Bathymetry is a surprising and very seductive encounter between an electro album and a chamber music concert for percussion.
Matt McBane is an American composer who was an avid surfer as a teenager and became interested in the cause-and-effect relationship between the sea floor (or beds of whatever water bodies) and surface waves. Little did he know at the time that this interest had a serious and official scientific corollary called bathymetry.

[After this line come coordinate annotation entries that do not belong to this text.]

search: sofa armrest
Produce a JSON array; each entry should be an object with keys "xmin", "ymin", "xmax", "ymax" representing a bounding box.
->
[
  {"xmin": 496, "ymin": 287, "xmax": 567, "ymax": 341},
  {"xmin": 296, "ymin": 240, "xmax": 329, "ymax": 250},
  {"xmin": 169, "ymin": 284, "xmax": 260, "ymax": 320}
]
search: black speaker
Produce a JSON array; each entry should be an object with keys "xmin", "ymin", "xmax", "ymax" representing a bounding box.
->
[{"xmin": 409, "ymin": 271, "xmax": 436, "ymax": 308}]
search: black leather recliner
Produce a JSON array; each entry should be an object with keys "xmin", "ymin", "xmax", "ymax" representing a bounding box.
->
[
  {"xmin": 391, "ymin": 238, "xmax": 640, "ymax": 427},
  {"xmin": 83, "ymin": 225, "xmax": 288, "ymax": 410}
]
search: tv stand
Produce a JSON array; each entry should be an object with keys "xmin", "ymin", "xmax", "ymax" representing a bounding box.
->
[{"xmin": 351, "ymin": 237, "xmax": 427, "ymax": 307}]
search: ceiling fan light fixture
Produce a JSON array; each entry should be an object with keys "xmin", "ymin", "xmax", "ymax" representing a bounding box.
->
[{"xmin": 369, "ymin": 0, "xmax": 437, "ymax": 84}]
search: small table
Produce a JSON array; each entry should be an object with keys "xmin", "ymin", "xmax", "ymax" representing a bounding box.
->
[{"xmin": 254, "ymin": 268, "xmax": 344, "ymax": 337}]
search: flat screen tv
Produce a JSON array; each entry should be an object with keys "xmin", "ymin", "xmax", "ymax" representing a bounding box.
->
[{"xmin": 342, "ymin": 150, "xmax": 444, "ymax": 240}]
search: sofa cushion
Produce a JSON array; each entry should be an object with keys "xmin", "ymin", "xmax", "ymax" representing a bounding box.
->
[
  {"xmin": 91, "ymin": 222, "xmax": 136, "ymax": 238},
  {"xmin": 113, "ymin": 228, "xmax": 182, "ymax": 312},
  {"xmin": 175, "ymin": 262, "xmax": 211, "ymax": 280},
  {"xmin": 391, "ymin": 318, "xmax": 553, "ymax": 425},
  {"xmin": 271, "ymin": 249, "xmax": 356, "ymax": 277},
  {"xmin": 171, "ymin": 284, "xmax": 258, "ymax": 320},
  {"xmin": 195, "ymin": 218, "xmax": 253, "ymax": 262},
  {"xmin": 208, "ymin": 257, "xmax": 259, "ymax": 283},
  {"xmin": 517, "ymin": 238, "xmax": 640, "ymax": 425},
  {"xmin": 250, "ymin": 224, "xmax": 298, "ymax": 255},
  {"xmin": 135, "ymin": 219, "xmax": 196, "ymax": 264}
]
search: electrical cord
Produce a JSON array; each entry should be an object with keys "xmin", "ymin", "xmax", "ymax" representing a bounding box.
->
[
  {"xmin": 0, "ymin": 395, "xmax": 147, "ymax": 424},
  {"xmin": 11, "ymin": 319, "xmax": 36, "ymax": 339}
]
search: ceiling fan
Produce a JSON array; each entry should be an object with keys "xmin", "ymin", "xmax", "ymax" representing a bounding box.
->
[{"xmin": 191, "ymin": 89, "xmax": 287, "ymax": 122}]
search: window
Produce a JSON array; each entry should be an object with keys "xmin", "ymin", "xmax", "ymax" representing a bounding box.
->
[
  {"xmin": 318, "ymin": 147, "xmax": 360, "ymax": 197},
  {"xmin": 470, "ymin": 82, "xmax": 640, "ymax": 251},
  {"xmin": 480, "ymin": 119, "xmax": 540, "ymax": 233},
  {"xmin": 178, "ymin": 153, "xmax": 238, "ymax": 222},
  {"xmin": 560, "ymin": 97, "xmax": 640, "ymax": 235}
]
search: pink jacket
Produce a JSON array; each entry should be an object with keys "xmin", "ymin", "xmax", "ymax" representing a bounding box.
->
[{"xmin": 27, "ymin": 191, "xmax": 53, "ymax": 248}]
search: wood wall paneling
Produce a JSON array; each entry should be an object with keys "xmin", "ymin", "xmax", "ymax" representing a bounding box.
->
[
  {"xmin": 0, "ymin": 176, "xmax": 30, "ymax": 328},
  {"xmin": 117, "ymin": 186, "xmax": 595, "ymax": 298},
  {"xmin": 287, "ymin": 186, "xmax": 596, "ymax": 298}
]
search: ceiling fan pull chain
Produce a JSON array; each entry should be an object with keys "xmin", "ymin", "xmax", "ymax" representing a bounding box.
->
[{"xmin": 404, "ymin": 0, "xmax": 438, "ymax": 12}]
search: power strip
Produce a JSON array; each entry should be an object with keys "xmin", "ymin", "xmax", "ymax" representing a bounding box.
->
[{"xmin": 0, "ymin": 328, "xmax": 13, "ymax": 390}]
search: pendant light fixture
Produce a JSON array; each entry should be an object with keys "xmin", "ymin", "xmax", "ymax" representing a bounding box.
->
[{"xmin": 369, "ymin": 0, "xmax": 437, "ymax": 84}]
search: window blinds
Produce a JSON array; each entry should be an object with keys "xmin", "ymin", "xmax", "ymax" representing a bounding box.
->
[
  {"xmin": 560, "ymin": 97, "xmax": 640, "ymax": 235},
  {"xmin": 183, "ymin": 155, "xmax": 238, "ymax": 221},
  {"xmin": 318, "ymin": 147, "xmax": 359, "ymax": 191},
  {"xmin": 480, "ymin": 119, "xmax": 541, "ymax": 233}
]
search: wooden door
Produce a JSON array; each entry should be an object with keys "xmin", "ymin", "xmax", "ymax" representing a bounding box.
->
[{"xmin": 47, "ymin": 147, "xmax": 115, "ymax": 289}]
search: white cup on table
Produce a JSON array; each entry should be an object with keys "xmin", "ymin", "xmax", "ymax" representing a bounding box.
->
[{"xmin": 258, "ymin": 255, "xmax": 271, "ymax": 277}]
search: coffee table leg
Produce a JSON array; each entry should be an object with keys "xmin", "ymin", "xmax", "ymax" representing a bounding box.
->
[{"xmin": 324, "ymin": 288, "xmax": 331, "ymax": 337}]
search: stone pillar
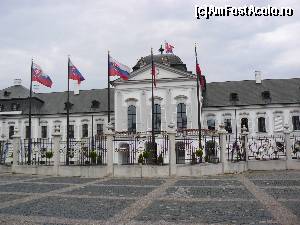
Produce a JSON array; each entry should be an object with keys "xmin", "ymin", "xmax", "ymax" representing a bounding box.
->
[
  {"xmin": 241, "ymin": 125, "xmax": 249, "ymax": 161},
  {"xmin": 283, "ymin": 124, "xmax": 292, "ymax": 163},
  {"xmin": 105, "ymin": 123, "xmax": 114, "ymax": 176},
  {"xmin": 218, "ymin": 123, "xmax": 227, "ymax": 173},
  {"xmin": 168, "ymin": 123, "xmax": 176, "ymax": 176},
  {"xmin": 12, "ymin": 127, "xmax": 21, "ymax": 172},
  {"xmin": 52, "ymin": 126, "xmax": 61, "ymax": 175}
]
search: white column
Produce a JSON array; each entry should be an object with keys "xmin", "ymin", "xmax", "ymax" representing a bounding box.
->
[
  {"xmin": 105, "ymin": 123, "xmax": 114, "ymax": 176},
  {"xmin": 218, "ymin": 123, "xmax": 227, "ymax": 172},
  {"xmin": 52, "ymin": 126, "xmax": 61, "ymax": 175},
  {"xmin": 12, "ymin": 127, "xmax": 21, "ymax": 172},
  {"xmin": 168, "ymin": 123, "xmax": 176, "ymax": 176}
]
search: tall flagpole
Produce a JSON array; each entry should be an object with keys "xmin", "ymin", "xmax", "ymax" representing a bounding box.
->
[
  {"xmin": 66, "ymin": 56, "xmax": 70, "ymax": 165},
  {"xmin": 27, "ymin": 59, "xmax": 33, "ymax": 164},
  {"xmin": 107, "ymin": 51, "xmax": 110, "ymax": 123},
  {"xmin": 151, "ymin": 48, "xmax": 156, "ymax": 163},
  {"xmin": 195, "ymin": 43, "xmax": 202, "ymax": 148}
]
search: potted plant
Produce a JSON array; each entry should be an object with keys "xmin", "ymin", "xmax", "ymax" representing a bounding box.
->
[
  {"xmin": 89, "ymin": 150, "xmax": 97, "ymax": 164},
  {"xmin": 143, "ymin": 151, "xmax": 150, "ymax": 164},
  {"xmin": 138, "ymin": 153, "xmax": 144, "ymax": 165},
  {"xmin": 157, "ymin": 153, "xmax": 164, "ymax": 166},
  {"xmin": 97, "ymin": 153, "xmax": 102, "ymax": 165},
  {"xmin": 191, "ymin": 152, "xmax": 197, "ymax": 165},
  {"xmin": 46, "ymin": 151, "xmax": 53, "ymax": 164},
  {"xmin": 196, "ymin": 148, "xmax": 203, "ymax": 163}
]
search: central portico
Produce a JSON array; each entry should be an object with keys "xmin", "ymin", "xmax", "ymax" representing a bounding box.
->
[{"xmin": 113, "ymin": 54, "xmax": 201, "ymax": 132}]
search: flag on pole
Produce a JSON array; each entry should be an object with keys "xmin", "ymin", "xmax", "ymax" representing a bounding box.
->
[
  {"xmin": 108, "ymin": 56, "xmax": 130, "ymax": 80},
  {"xmin": 68, "ymin": 60, "xmax": 85, "ymax": 84},
  {"xmin": 31, "ymin": 63, "xmax": 53, "ymax": 88},
  {"xmin": 165, "ymin": 41, "xmax": 174, "ymax": 54},
  {"xmin": 195, "ymin": 47, "xmax": 206, "ymax": 91}
]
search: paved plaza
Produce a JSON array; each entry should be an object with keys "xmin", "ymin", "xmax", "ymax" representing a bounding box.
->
[{"xmin": 0, "ymin": 171, "xmax": 300, "ymax": 225}]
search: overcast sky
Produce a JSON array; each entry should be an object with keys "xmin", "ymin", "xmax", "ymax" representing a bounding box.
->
[{"xmin": 0, "ymin": 0, "xmax": 300, "ymax": 92}]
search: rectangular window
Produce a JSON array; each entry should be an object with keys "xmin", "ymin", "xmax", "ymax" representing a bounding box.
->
[
  {"xmin": 207, "ymin": 119, "xmax": 216, "ymax": 130},
  {"xmin": 97, "ymin": 124, "xmax": 103, "ymax": 135},
  {"xmin": 82, "ymin": 124, "xmax": 89, "ymax": 138},
  {"xmin": 25, "ymin": 126, "xmax": 29, "ymax": 139},
  {"xmin": 8, "ymin": 126, "xmax": 15, "ymax": 139},
  {"xmin": 69, "ymin": 125, "xmax": 74, "ymax": 138},
  {"xmin": 224, "ymin": 119, "xmax": 232, "ymax": 134},
  {"xmin": 41, "ymin": 126, "xmax": 47, "ymax": 138},
  {"xmin": 292, "ymin": 116, "xmax": 300, "ymax": 130},
  {"xmin": 258, "ymin": 117, "xmax": 266, "ymax": 132}
]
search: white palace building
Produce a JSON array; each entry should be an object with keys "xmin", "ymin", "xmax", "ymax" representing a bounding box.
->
[{"xmin": 0, "ymin": 54, "xmax": 300, "ymax": 140}]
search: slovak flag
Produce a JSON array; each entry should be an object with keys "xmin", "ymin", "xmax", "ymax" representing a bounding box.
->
[
  {"xmin": 165, "ymin": 42, "xmax": 174, "ymax": 53},
  {"xmin": 108, "ymin": 56, "xmax": 130, "ymax": 80},
  {"xmin": 31, "ymin": 63, "xmax": 53, "ymax": 88},
  {"xmin": 69, "ymin": 59, "xmax": 85, "ymax": 84}
]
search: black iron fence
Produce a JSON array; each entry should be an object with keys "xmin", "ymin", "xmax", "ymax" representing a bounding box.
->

Now a composer, this particular world is the inspiration for an eight-movement suite written for analog synthesizer, in this case, a classic Moog, and percussion ensemble.
The proposal, which is quite original in that it finally deigns to involve the Moog in a learned contemporary compositional approach, is made possible here thanks to a collaboration with the excellent quartet Sandbox Percussion, nominated twice for Grammys, among others. The four members of the quartet play with all sorts of percussive objects, both traditional classical and spontaneous and prosaic objects. They use ping-pong balls, bowls filled with water, folded metal sheets, a vibraphone, tom-toms, a drum kit, etc. The Moog, meanwhile, becomes a kind of avatar of the ocean floor. McBane describes its use:
We are bathed in a contemplative and placidly undulating atmosphere (with the exception of a single, more agitated Reich-style breach), perfectly illustrative of a quiet exploration of the ocean floor in a bathyscaphe with a panoramic window. Slow-motion swirls of sea sand, fantastic-looking creatures waving at the listener with curiosity, delicate spurts of unexpected sea currents, we are witnesses to a setting plunged into bluish darkness, revealed only by the delicate intrusions of lights imported there by the explorers at the service of music lovers.
Part description, part visual poetry, part dreamlike meditation, and part awe-inspiring exploration, Bathymetry is a musical and sensory journey like no other that has been offered in contemporary music recently.
Whether you are a lover of pure electronic music, soothing ambient, or avant-garde contemporary chamber music, you will be enchanted by this fascinating journey, made to the rhythms of small, graceful cephalopods and other fantastic inhabitants of a universe we know less about than interstellar space.
One of the most interesting albums of the year 2022!